However, as he had been with Gilgamesh's master and Gilgamesh himself, Kotomine was unperturbed and merely walked forward with a smile and agreed, "No, I don't mind at all. And your servant there?"
A sudden flash of blue light and the materialization of the red saber. There was… an odd air of familiarity about the figure. He could hardly say why, he didn't know the armor, only knew that it was ostentatious and lacking in taste and efficiency. It was too bulky for the swordsman's small frame, as if aiming to add size for intimidation rather than protection, stripes of crimson in the steel along with a pair of devil's horns sticking from the helmet only added to the tasteless aesthetics.
Certainly, this was not the armored dress of Arthur Pendragon of the last grail war, and was not a look he recognized from the days when he had roamed the earth as a living man.
And yet, as the devil-knight held up his hand, a woman's voice rang out that again sparked some distant chord of recognition in him, "Something isn't right, allow me to stay, Master."
Introductions continued, Assassin revealing herself with the knight and opposing master saying nothing in turn. Meanwhile, Gilgamesh's mind and memory focused in on the woman-knight even as he sipped on the subpar wine Kotomine had offered him as tribute. Perhaps, simply because it was a woman's voice in that kind of armor, he felt the inclination to compare her to Saber of the last war, Arthur Pendragon.
There was a similarity in the tone, in the assertive stubborn pride of it. They were also of eerily similar height, as beneath that armor Gilgamesh more than believed the woman was of the same stature of the king of knights.
Still, the king of knights had had far more… taste than this, far too much pride and righteousness to go around dressed as the devil himself.
More importantly though, he thought to himself, it was not Lily beneath that armor.

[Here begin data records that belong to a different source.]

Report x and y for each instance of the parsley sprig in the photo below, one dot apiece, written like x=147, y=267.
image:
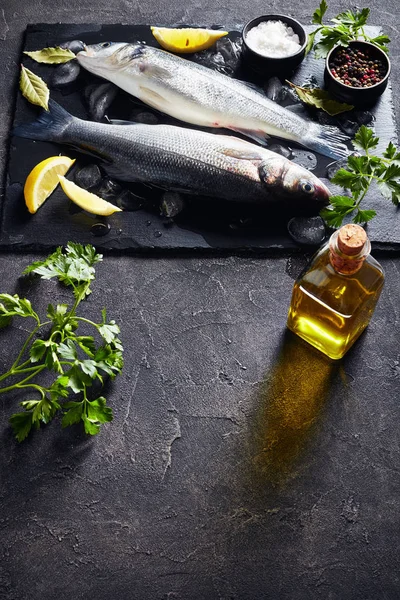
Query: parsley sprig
x=348, y=26
x=77, y=360
x=362, y=171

Soon enough they relocated themselves to the pews, discussing this mongrel servant and that mongrel servant, leaving Gilgamesh to sigh and wish that he could trade one Kotomine for another, because at the very least Kirei Kotomine had never been boring. A fool, certainly, a mongrel, undoubtedly, but hardly dull.
He supposed the one benefit of this little arrangement of his was that Kirei Kotomine, without the command seals to Gilgamesh's soul, had little to no power over him. Oh, he presumed to instruct Gilgamesh, had commanded him to accompany the little Greek demigod to scout the perimeter of Yggdmillennia territory. However, they both knew that, should the king of heroes desire instead to run through Kotomine's alcohol stores, then there was nothing he could do to stop it save summon Gilgamesh's mongrel master from whatever coma the she-devil king had put him under.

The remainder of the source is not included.